PALAEO- ELECTRONICA.ORG ciation with large, steppe rodents from genus Spermophilus , Cricetus or Gerbillus , was observed in many regions, also Poland ( Buchalczyk and Ruprecht, 1975; Kurtén, 1968; Wolsan, 1993; Šálek et al., 2013). The same association was documented in many late middle and late Pleistocene sites, where the same layers held remains of Mustela eversmanii and those large, steppe rodents ( Kurtén, 1968; Sickenberg, 1968; Marciszak, 2012). In Solna Jama Cave there is no evidence for such association. However, their absence does not necessarily mean that these rodents were not available to the steppe polecat in the environs of the cave. It is very likely that the fossil record from the site is incomplete, since much deposit remains to be excavated.

Although rodents of the genus Spermophilus are the main prey for this species in many regions, they are not indispensable to the polecat. Their presence or absence in particular areas need not be a crucial for the Mustela eversmanii existence. In many regions local populations subsist on different prey, like rodents from genus Cricetus and Microtus in Hungary ( Lanszki and Heltai, 2007), Rhombomys opimus (Lichtenstein, 1823) in Kazakhstan ( Heptner and Naumov, 1967) and members of the genus Ochotona Link, 1795 and Microtus as well as family Spalacidae Gray, 1821 in China ( Li et al., 2012). In areas where, like for example in southeastern Poland, populations of Spermophilus suslicus ( Güldenstaedt, 1770) have decreased dramatically in the last 50 years, Cricetus cricetus seems to be one of the most important prey items. Based on the fossil assemblage, it is probable that the late Pleistocene Mu. eversmanii in Poland hunted mainly Lemmus lemmus , Dicrostonyx gulielmi , Clethrionomys glareolus , Microtus agrestis , Mi. arvalis and Mi. gregalis ( Marciszak, 2012; Krajcarz et al., 2014b). Remains of some of these rodents where also found in Solna Jama Cave.
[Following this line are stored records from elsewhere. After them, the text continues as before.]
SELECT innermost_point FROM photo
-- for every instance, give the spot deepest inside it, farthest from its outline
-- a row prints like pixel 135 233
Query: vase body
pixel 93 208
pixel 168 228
This is the first record of Mustela eversmanii from the Sudeten caves, and one of the few from the Polish Pleistocene. The oldest Pleistocene record, dated as MIS 10-9, comes from the lowermost layers 19ad from Biśnik Cave, where a small, primitive Mu. eversmanii was found. The species is present in the Eemian sediments of Biśnik Cave (layer 13), where it also occurs in layers dated as the late Pleistocene ( Marciszak et al., 2011; Marciszak, 2012). Apart from these sites, Mu. eversmanii was only found in layer 15/ 12 in Obłazowa Cave (MIS 3) ( Marciszak, 2012) and layer C of Stajnia Cave. Finally, recently Krajcarz et al (2014b) described in detail a left mandible of a modernsized male from layer B2 of Deszczowa Cave. Earlier excavations in Deszczowa Cave ( Cyrek et al., 2000), layer 7, yielded a still undescribed left mandible and three long bones of a great male. These six sites are till now the only confirmed paleontological Polish records of the species. The individual mentioned from Cave no. 4 on Birów Hill ( Muzolf et al., 2009), after detailed morphometric and morphological analysis, proved to be an atypical specimen of Mu. putorius ( Marciszak, 2012) .

Also, the history of recent distribution of the species is poorly documented. The individuals which occur in Southeast Poland have spread from the main Ukrainian population, which is represented by the nominate subspecies Mustela eversmanii eversmanii ( Wolsan, 1993) . The present boundaries of Poland were established after World War II, and until the 1970s Mu. eversmanii was not recorded inside the territory of Poland. Also in the past, none of the researchers ( Gloger, 1833; Pax, 1925) who studied the Silesian fauna mentioned the presence of the species north of the Sudeten arch ( Kostroň, 1948). Although some authors suggested its possible occurrence in Southeast Poland, it is absent in the faunal list ( Buchalczyk, 1964). In the 1970s and 1980s the species was recorded from Southeast Poland several times ( Buchalczyk and Ruprecht, 1975; Ruprecht, 1985; Głowaciński and Profus, 1987). Now very little is known about the present status of the species. It is regarded as near threatened in the Polish Red List, but during the last 25 years there were no reliable records. However, the most recent paper on Mu. eversmanii status in Europe lists the species as appearing sporadically in few xerothermic patches ( Šálek et al., 2013).